The Man She Should Have Married - Page 7

Sounded like one too.

It had been one of their shared jokes that he had been born in London but had a broad Aberdonian accent, whereas Nia—thanks to her expensive boarding school in Berkshire—spoke with a kind of smooth drawl that held no trace of her Scottish upbringing.

The chill in his stomach began seeping through his body.

Her voice wasn’t the only misleading thing about her.

He had thought she loved him without reservation. She had told him that she did.

And yet when it had come down to choosing between him and a bunch of bricks and beams she had left him sitting at the train station like an unwanted suitcase.

‘So what happened?’

She glanced up at him. A flush of colour crept over her cheeks and her eyes widened with shock, or maybe confusion. ‘What do you mean?’

‘This…’ he gazed slowly round the room ‘…was once so very important to you.’

It was why she had broken up with him. And the other side of that statement, the unspoken truth, was that he hadn’t been important enough for her to walk away, to leave Lamington behind.

‘So what changed?’ he asked. ‘Why are you playing house down the drive?’

This time there was no mistaking the swift, startled flinch in her eyes, and a part of him hated it that he had caused that flicker of pain. But another part—the part that had never fully forgotten or forgiven the pain she’d caused him—felt nothing.

She shook her head. ‘I’m not playing at anything.’

His chest felt suddenly too tight. She sounded as shaken as he felt. And he knew it wasn’t just his accusation. He knew she was feeling the shock of this encounter just as much as he was.

‘You played me.’ His voice cut through the air like a blade. ‘You made me think it was real.’ She had made him care and hope and believe. ‘So what was I? A gap year adventure? A way to shake up your family a little?’

‘No, that’s not true.’

‘Really?’ He rolled his eyes. ‘You know, I might have believed that. Once upon a time.’ The tension in his voice was making his accent more pronounced. He could hear the influx of glottal stops, the rolled ‘R’s. ‘But guess what, Lady Antonia? I don’t believe in fairy tales any more.’

‘It’s not a fairy tale.’ Her voice was fraying. ‘It’s the truth.’

‘Is that what you tell yourself?’ He shook his head.

She had gone to talk to her parents. Left him standing in the kitchen like some delivery boy.

His heart twisted. He should have known then how it was going to go.

But he had loved her, trusted her—

Even at that distance it had stung, hearing her father say that she would lose her inheritance if she went ahead and married him. But not as much as when she had broken up with him the following day over the phone.

The unrelenting misery of those hours swept over him, the shock of her betrayal as raw and intense as it had been on the day.

‘You used me, Lady Antonia, and then you dumped me.’

Lead was filling his lungs.
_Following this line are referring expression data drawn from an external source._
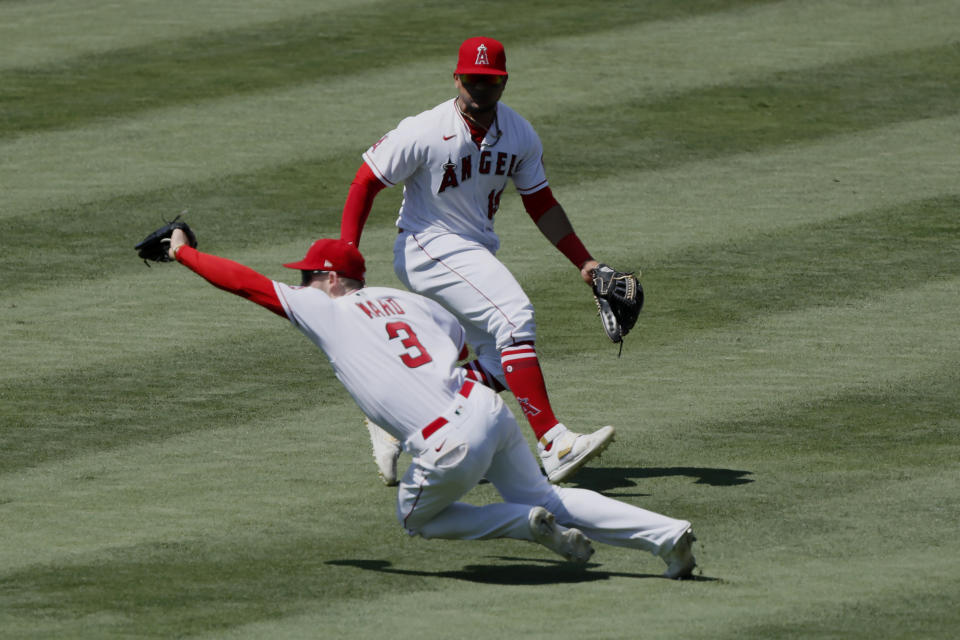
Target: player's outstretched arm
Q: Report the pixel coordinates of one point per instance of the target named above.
(556, 227)
(356, 209)
(226, 274)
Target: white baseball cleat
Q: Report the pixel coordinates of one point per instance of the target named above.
(680, 560)
(386, 451)
(571, 450)
(569, 543)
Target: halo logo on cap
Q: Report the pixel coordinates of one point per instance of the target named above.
(482, 55)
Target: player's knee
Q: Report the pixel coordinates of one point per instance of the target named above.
(520, 328)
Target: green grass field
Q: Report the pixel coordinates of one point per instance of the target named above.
(176, 462)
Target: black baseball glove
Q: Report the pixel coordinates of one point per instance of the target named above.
(619, 299)
(154, 247)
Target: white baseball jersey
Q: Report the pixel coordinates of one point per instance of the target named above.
(394, 351)
(451, 185)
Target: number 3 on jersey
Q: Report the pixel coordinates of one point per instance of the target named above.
(417, 354)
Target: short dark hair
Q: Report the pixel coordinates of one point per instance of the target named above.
(307, 277)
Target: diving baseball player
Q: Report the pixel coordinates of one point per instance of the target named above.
(396, 353)
(455, 162)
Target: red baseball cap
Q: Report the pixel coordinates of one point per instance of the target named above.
(483, 56)
(333, 255)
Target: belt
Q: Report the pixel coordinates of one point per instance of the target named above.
(432, 428)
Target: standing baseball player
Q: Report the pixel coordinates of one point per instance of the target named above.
(396, 353)
(455, 161)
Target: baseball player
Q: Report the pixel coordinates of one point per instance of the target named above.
(455, 161)
(396, 353)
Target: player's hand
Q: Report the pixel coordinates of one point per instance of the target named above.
(178, 239)
(586, 271)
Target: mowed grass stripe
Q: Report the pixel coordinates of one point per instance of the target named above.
(40, 33)
(706, 286)
(314, 47)
(194, 553)
(168, 146)
(755, 114)
(310, 193)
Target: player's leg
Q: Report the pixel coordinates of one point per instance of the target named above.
(386, 452)
(514, 473)
(427, 500)
(467, 279)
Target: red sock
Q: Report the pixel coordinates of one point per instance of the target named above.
(525, 379)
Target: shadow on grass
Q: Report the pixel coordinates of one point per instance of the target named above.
(521, 571)
(603, 479)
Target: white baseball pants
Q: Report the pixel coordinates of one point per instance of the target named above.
(469, 281)
(482, 439)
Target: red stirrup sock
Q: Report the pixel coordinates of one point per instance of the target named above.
(525, 379)
(477, 373)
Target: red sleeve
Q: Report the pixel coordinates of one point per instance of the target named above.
(538, 202)
(571, 246)
(233, 277)
(363, 190)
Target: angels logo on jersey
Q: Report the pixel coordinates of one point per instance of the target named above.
(500, 164)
That first year away from her had nearly broken him. And the worst of it was, he had been there before. A different time, a different kitchen, but the same old story. And yet even though he had heard the thin, shrill whistle of the missile and known what it meant, he still hadn’t seen it coming.

He’d thought Nia was different—special. And he’d been so smitten with her that he’d ignored both the obvious and the lessons of the past.

Idiot that he was, he had actually believed that he was special to her.

‘Your parents thought you might follow your heart. They needn’t have worried. You don’t have a heart, do you, Lady Antonia? Plenty of pride, but no heart.’